4.5 / 5
"'So now get up.'"
Tudor England. Henry VIII is on the throne, but has no heir. Cardinal Wolsey is charged with securing his divorce. Into this atmosphere of distrust comes Thomas Cromwell - a man as ruthlessly ambitious in his wider politics as he is for himself. His reforming agenda is carried out in the grip of a self-interested parliament and a king who fluctuates between romantic passions and murderous rages.
Looking back, I probably shouldn't have audiobooked this novel. The narrator was really great, don't get me wrong, but I could really have used the index in the front of the book which lists all of the names, relationships, and titles for the characters in the book. What a complicated & complex read! Gentry at that time went by so many different titles and names that it was difficult to remember who was who.

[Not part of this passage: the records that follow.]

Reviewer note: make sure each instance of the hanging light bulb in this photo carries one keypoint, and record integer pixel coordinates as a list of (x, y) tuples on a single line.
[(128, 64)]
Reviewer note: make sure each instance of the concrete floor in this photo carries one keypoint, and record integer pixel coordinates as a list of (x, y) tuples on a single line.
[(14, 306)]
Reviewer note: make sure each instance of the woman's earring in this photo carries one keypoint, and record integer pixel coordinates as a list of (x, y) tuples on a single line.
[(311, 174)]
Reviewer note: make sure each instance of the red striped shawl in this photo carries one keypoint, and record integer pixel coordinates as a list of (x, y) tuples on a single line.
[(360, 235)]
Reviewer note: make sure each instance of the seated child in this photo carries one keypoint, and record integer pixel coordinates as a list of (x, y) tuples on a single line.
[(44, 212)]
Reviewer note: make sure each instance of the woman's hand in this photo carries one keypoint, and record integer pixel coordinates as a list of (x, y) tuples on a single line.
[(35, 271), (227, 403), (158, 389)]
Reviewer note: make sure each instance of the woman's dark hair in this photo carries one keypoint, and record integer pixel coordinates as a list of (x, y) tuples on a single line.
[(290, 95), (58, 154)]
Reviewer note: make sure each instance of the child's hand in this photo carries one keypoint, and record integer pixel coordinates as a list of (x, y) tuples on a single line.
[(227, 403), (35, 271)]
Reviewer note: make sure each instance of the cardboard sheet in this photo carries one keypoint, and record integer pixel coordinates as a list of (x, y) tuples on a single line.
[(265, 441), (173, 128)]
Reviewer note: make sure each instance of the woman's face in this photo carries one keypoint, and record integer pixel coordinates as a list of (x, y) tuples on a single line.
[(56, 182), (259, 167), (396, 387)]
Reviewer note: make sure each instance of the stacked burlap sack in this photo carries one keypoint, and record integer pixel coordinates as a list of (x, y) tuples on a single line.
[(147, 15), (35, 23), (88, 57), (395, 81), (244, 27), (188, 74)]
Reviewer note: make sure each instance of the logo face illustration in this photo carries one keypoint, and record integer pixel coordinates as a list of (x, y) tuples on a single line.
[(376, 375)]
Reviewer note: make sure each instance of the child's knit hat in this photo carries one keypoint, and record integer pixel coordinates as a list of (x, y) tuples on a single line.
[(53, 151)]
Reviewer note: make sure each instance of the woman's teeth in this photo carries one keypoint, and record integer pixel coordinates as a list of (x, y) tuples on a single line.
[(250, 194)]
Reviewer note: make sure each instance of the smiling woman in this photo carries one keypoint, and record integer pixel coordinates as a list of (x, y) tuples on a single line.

However, despite even that frustration, I really enjoyed this book! Who knew that Thomas Cromwell's story would be so interesting? I knew the story of the Boelyns and all of the intrigue that went along with that, but I had no idea of the extent of Cromwell's involvement, both with the church (his patron Cardinal) and the king and both of the Boelyn women. I love when an author can liven up history for me like this; I almost felt as if I was reading a fantasy tale, it was that enjoyable. While there were of course slower moments that dragged a bit (what would you expect from sometimes dry history?) and there honestly wasn't much action to speak of, the book was engaging because of its cast of characters, most especially those who lived under Cromwell's roof, I thought. I rooted for all of the children he raised, both his own and those he adopted.
I am no history buff, so I cannot speak to the truth of this story, but it does appear the author had done extensive research in preparation for this novel. In any case, whatever the series' level of truthiness, I look forward to reading further with Bring Up the Bodies.